I snagged some free wood on Craigslist to turn into cutting boards for the family but didn't think about the possibility it was treated. It has a slightly green tint and streaking through it and the stamps say "SPIB Premium RED KD19 HT"

Any suggestions on how to ID this?

Thanks for any tips!


----------



## Karda (Nov 19, 2016)

it looks treated, cut a piece and if it has a similar tint inside, it is probably treated. Thats my opinion, better safe than sorry


----------



## pottz (Sep 15, 2015)

i would not use that for cutting boards,looks to be a soft wood and you want a hardwood like maple or cherry.


----------



## MadMark (Jun 3, 2014)

Green tinted wood contains CCA - the A is as in Arsenic. Arsenic doesn't flush out of the body and when the cumulative dose is high enough, you die.

The sawdust from cutting CCA should be treated as HAZMAT and not allowed to reenter the environment.


----------



## therealSteveN (Oct 29, 2016)

> Arsenic doesn t flush out of the body and when the cumulative dose is high enough, you die.
> 
> - Madmark2


However if it was Iocanine Powder, Wesley showed you can build a tolerance.

Have you ever heard of Plato, Aristotle, Socrates?

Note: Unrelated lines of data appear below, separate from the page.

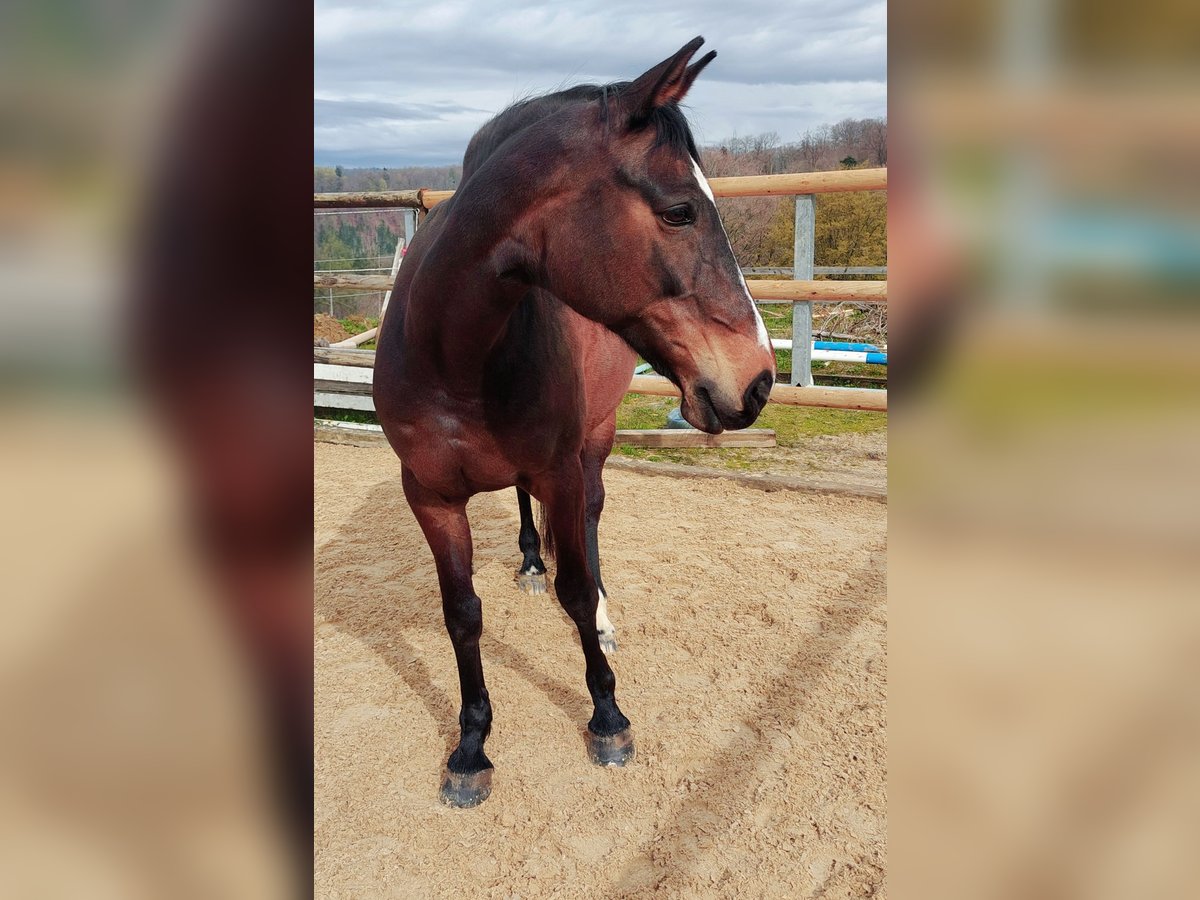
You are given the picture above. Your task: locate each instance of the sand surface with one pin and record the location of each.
(751, 631)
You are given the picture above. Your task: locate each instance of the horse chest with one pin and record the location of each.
(459, 455)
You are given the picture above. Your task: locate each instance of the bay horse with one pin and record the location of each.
(582, 233)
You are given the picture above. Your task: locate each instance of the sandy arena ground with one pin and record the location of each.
(751, 664)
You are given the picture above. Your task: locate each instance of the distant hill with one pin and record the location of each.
(851, 227)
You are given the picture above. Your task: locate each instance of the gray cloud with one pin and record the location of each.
(405, 83)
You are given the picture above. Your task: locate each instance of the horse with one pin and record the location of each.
(582, 234)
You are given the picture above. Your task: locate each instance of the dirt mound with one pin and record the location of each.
(328, 329)
(751, 663)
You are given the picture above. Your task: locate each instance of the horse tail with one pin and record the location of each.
(547, 533)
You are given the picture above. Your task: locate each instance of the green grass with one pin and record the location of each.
(345, 415)
(358, 324)
(792, 425)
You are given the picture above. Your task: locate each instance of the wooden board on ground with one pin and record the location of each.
(691, 437)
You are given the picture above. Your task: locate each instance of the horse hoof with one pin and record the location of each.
(463, 791)
(532, 583)
(611, 749)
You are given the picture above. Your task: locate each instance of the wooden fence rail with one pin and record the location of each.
(784, 292)
(801, 292)
(349, 382)
(736, 186)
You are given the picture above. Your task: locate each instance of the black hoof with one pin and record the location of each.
(611, 749)
(466, 791)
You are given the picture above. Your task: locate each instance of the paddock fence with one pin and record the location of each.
(337, 384)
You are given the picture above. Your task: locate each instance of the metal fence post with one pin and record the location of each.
(802, 270)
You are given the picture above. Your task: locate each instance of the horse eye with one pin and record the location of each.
(678, 216)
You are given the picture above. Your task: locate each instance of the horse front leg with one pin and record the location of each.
(610, 739)
(532, 574)
(468, 777)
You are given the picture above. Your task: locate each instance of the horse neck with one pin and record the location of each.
(462, 307)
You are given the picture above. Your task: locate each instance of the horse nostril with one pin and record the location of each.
(757, 393)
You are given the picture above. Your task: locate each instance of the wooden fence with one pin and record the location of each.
(802, 291)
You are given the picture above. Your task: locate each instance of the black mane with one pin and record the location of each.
(669, 123)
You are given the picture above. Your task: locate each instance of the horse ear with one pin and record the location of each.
(666, 83)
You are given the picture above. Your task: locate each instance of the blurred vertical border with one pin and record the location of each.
(1043, 496)
(155, 460)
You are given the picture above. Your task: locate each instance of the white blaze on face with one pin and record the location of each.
(763, 340)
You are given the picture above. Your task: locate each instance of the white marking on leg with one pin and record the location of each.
(604, 627)
(763, 339)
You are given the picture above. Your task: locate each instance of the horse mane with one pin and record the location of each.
(669, 121)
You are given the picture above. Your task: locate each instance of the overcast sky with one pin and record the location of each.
(408, 83)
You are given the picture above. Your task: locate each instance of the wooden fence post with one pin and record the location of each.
(802, 270)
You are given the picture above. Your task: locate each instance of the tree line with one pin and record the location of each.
(851, 228)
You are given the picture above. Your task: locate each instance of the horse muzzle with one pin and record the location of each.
(708, 409)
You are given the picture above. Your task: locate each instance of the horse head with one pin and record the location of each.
(630, 237)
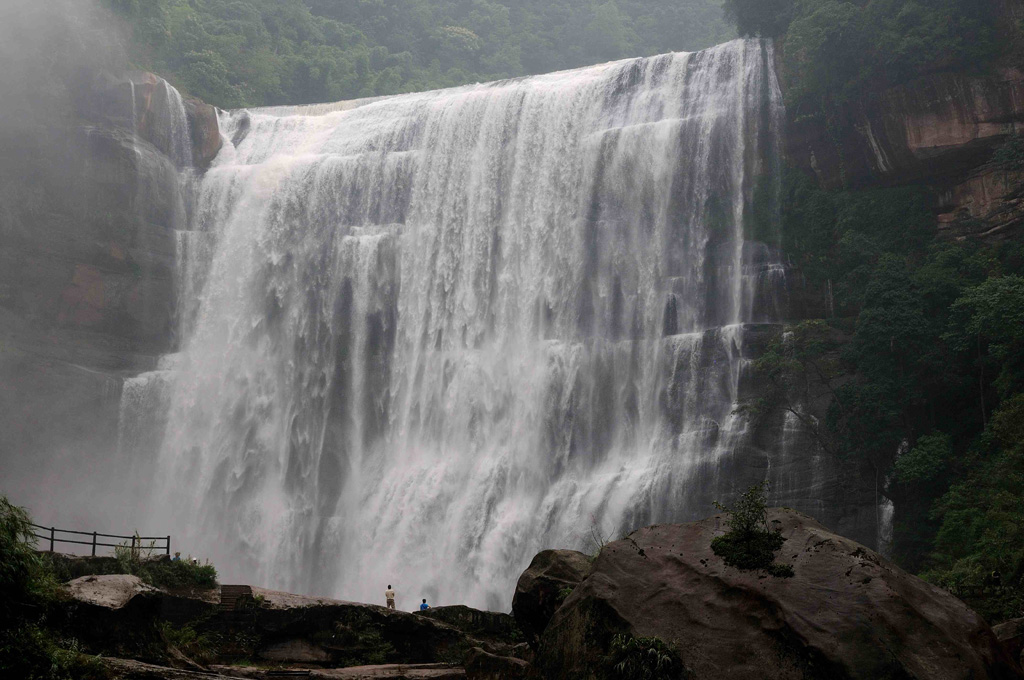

Now, do they use Iocaine in treated wood????? Ahhhh probably knot, but any day you get to see even part of The Princess Bride, is a good day. 

I'm with pottz.


----------



## Branceatx (Sep 12, 2020)

Thanks y'all!! Appreciate the input. Better safe than sorry for kitchen things I suppose. Doing otherwise would be INCONCEIVABLE!


----------



## ibewjon (Oct 2, 2010)

Old treated is CCA. New is different, but still not safe for cutting boards or food contact. I wouldn't even use it for the top of a picnic table.


----------



## torus (Apr 8, 2017)

quick google told me:

SPIB - Southern Pine Inspection Bureau grade mark
R.E.D. - Radius Edge Decking
KD19 - kiln dry to 19%
HT - heat treated to kill pests


----------